Une maison à l’abandon, derrière une grille étreinte par une généreuse glycine, au cœur du Patershol à Gand. Nous sommes en 1979 et le narrateur – Stefan Hertmans lui-même –, jeune homme fraîchement sorti de l’université, se sent appelé par le lieu. Il achète aussitôt la maison inhabitée depuis des années et en piteux état. Il y vivra plus de vingt ans et dans les pièces sombres et souvent humides, se rassembleront régulièrement bon nombre de gens de passage, reflets de la gauche intellectuelle post-soixante-huitarde gantoise des années 80.

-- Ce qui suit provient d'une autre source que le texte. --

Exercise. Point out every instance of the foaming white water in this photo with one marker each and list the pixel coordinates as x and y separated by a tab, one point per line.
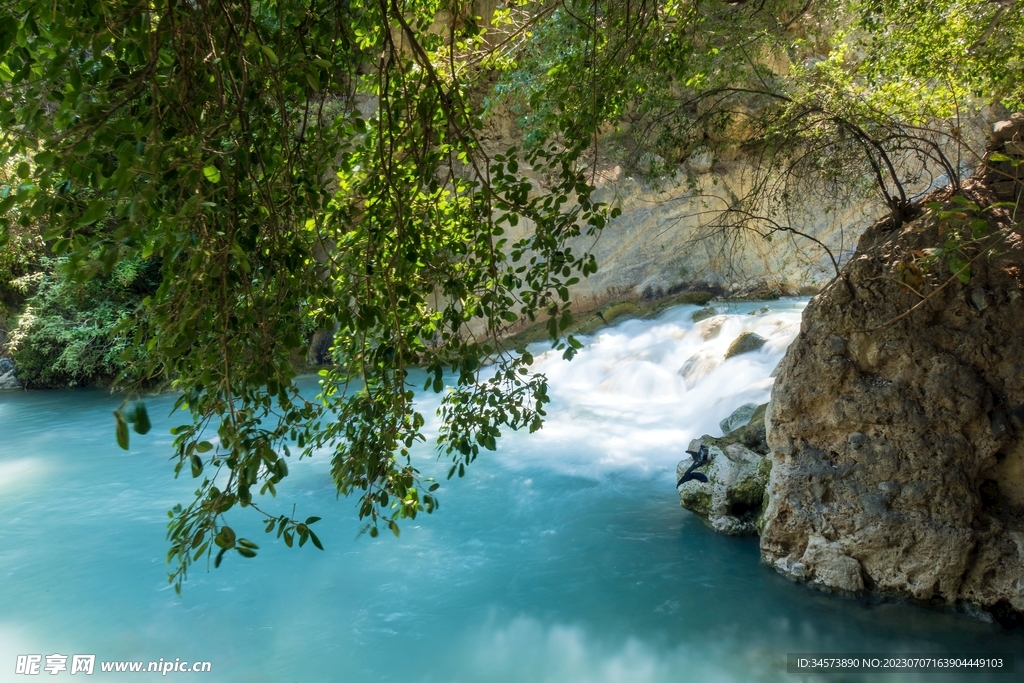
639	391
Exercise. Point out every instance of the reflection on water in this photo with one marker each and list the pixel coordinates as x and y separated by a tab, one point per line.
562	557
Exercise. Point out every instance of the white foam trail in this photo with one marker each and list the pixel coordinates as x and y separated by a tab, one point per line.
525	649
16	472
624	402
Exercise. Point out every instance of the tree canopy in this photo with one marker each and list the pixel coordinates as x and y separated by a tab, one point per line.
284	166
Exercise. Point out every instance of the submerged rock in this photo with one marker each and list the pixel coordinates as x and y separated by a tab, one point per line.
739	418
697	366
732	499
898	442
8	376
702	313
744	343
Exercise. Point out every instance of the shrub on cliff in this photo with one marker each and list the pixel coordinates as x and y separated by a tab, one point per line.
71	333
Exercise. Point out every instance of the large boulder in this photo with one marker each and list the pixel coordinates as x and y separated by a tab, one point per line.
896	423
739	418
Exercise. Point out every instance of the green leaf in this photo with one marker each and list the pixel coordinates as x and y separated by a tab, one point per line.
269	53
141	418
225	538
94	212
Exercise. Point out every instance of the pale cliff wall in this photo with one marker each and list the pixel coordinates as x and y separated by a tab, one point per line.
898	453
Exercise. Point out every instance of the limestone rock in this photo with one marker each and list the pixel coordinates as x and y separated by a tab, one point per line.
739	418
732	499
898	444
744	343
8	376
700	160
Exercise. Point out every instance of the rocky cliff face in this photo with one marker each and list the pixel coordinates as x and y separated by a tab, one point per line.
896	423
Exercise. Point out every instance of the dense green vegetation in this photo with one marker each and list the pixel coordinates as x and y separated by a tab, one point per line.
216	179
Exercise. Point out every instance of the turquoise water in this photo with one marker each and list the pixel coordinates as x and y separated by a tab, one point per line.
563	557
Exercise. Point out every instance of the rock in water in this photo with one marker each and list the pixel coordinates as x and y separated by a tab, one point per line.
749	341
702	313
896	464
732	500
8	376
739	418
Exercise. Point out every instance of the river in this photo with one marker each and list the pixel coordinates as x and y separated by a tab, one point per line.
562	557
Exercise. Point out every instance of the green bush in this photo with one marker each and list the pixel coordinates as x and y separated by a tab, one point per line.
68	334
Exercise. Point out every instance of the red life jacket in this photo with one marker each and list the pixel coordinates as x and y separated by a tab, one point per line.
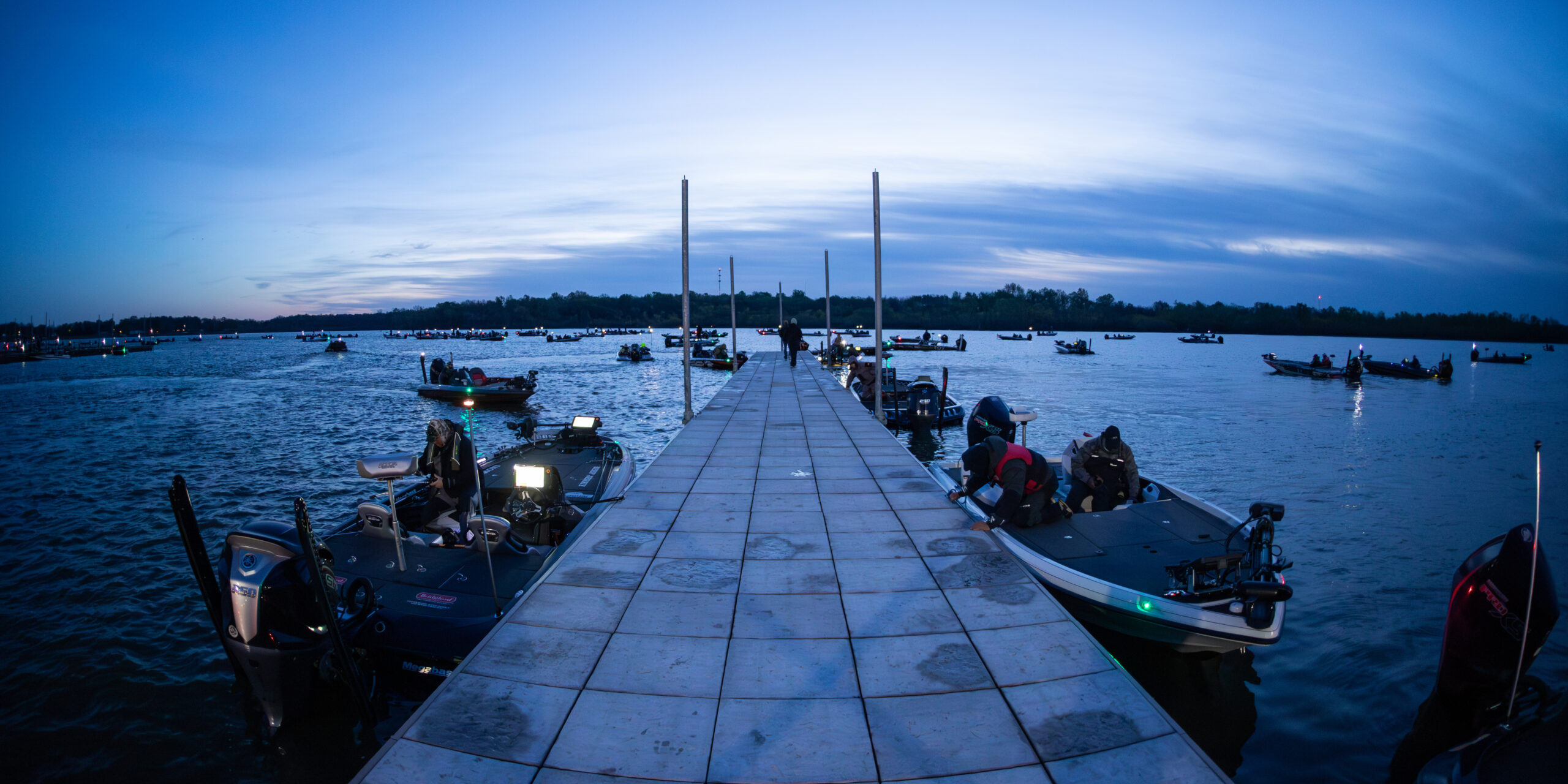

Et pourtant, aux moments les plus obscurs de notre histoire contemporaine, avant Hertmans – qui ne l’apprendra vraiment que lors de la quitter –, cette demeure avait abrité un certain Willem dit Wim Verhulst, Flamand nationaliste ultra de la première heure devenu dignitaire nazi, important préposé de l’administration du Reich en Flandre occupée.
En 2018, Stefan Hertmans, écrivain flamand incontournable, lui qui avait ébahi le lecteur avec Guerre et térébenthine et Le cœur converti, décide de mener l’enquête sur l’homme qui a vécu sous son toit, y a élevé sa famille et mené cette funeste carrière. Wim Verhulst, quidam issu d’une bonne famille flamande, avait notamment pour tâche, au sein de la Gestapo sise dans la cité gantoise, d’établir d’intraitables listes de noms d’hommes et de femmes jugés dissidents par le régime en place et d’ainsi vouer beaucoup d’entre eux au destin que l’on sait.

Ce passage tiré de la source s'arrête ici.